Aujourd’hui je me sens bien avec un cerveau qui fonctionne dans le bon sens, cela me permet d’avoir des projets ce qui ne m’était jamais arrivé. Cela me permet d’accomplir mon travail au bureau pour l’entreprise de mon mari, sans faire des grosses erreurs, de ne plus perdre des heures à chercher un papier égaré. J’écoute mieux les demandes des enfants, je peux les aider pour leurs devoirs sans agacement, et eux me comprennent du premiers coup, plus besoin de répéter 10 fois ou +.

Ma tête s’en trouve être reposée, je n’ai plus cette fatigue mentale comme avant, ni d’ailleurs cette horrible impression de cerveau engourdi. Ce n’est pour moi que le début d’un long parcours, tout n’est pas évident, il faut continuer d’apprendre à toujours mieux gérer d’autant que la ritaline ce n’est pas 24H/24H, alors que les troubles eux sont là tout le temps.

Donc le matin, je continue d’avoir beaucoup de mal a me lever et ce n’est pas rare que le bol de déjeuner se renverse, que le lait se verse à coté du bol, ou que je sois là à rêvasser devant une tartine en attente d’être croquée. Avec les enfants idem, tout ne va pas toujours dans le bon sens, et il reste des emportements, des gestes impulsifs, des inattentions qui fâchent. Mais, comparé au début d’année sans traitement, c’est au moins 80% de complications chaque jour en moins. Alors pour moi cela s’appelle le bonheur, c’est un avenir pour notre famille sous le signe du progrès et de la réussite des enfants, pour la première fois de ma vie j’ai de l’espoir et j’ai envie de profiter de chaque minute après avoir perdu 38 ans de rejet, de mal être.

Mais cela reste regrettable d’avoir passé tant d’année sans qu’un seul médecin soit capable de poser un diagnostique d’autant que ce soit pour les enfants ou moi-même, sur plusieurs années on a vu un certain nombre dont des spécialistes pour enfants.

Je n’ai pas mon diplôme de toubib, mais moi j’ai trouvé alors qu’eux avec leurs années d’études non jamais étés capables de proposer des tests qui correspondaient à nos déficits, pire ils ont nié se bornant à me rendre responsable.

Alors que si on avait seulement gagné quelques années pour être pris en charge, nôtre vie en aurait étée vraiment meilleure.

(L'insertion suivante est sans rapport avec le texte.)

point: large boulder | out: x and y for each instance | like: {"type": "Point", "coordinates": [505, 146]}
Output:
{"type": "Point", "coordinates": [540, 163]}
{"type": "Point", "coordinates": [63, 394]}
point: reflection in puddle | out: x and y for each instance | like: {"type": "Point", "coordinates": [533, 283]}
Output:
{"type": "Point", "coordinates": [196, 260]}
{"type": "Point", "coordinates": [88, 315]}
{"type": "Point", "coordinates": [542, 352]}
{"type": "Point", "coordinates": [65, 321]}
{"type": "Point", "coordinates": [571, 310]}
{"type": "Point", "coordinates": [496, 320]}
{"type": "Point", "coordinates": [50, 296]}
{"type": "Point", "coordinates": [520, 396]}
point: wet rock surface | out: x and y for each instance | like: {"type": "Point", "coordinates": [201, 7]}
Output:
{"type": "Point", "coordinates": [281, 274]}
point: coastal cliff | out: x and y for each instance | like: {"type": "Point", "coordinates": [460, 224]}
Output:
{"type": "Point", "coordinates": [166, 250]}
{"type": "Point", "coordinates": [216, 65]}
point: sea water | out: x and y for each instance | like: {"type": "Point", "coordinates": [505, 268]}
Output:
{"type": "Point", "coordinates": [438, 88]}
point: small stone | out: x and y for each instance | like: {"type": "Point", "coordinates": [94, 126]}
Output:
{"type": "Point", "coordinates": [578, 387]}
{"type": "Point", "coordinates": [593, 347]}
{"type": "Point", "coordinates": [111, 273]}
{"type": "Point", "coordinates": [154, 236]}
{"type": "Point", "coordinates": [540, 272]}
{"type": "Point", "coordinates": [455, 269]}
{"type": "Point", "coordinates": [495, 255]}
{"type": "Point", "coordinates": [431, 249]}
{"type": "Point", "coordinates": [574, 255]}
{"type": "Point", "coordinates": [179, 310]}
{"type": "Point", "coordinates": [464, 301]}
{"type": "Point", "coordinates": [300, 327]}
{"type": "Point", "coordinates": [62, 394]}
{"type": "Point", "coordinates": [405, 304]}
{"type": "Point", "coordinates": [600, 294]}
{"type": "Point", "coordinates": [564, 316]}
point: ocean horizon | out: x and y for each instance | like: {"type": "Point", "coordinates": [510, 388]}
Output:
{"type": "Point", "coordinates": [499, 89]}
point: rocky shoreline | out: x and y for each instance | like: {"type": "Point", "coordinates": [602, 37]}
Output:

Je finirai en disant que cela vaut vraiment le coup de se battre, et de se faire confiance même quand les autres vous font douter.

Merci a ceux qui m’ont soutenue et aidée.

J’ai choisi de me battre pour changer notre destin, pour que nos enfants puissent réussir leur avenir avec leurs différences.

Une maman en colère

 

Les devises en France :

Pourquoi être tout simplement en difficulté, quand avec l’aide de professionnel vous pourriez être carrément en souffrance.

Pourquoi prendre un médicament qui aide, alors que sans votre vie est un enfer.

Pourquoi faire des tests pour établir un diagnostique, puisque de toute façon les pros savent de suite que vous êtes de mauvais parents et que un diagnostique ne changera rien.

Pourquoi donné de la ritaline a un enfant, alors que sans il est détestable et que l’entourage est ravi de pouvoir vous critiquer.

Pourquoi prescrire un médicament efficace alors que sans, vous remplissez les salles d’attentes des détracteurs.

Pourquoi vouloir a tout pris être accepté avec vos différences, alors que l’entourage a tellement de plaisir à vous rejeter.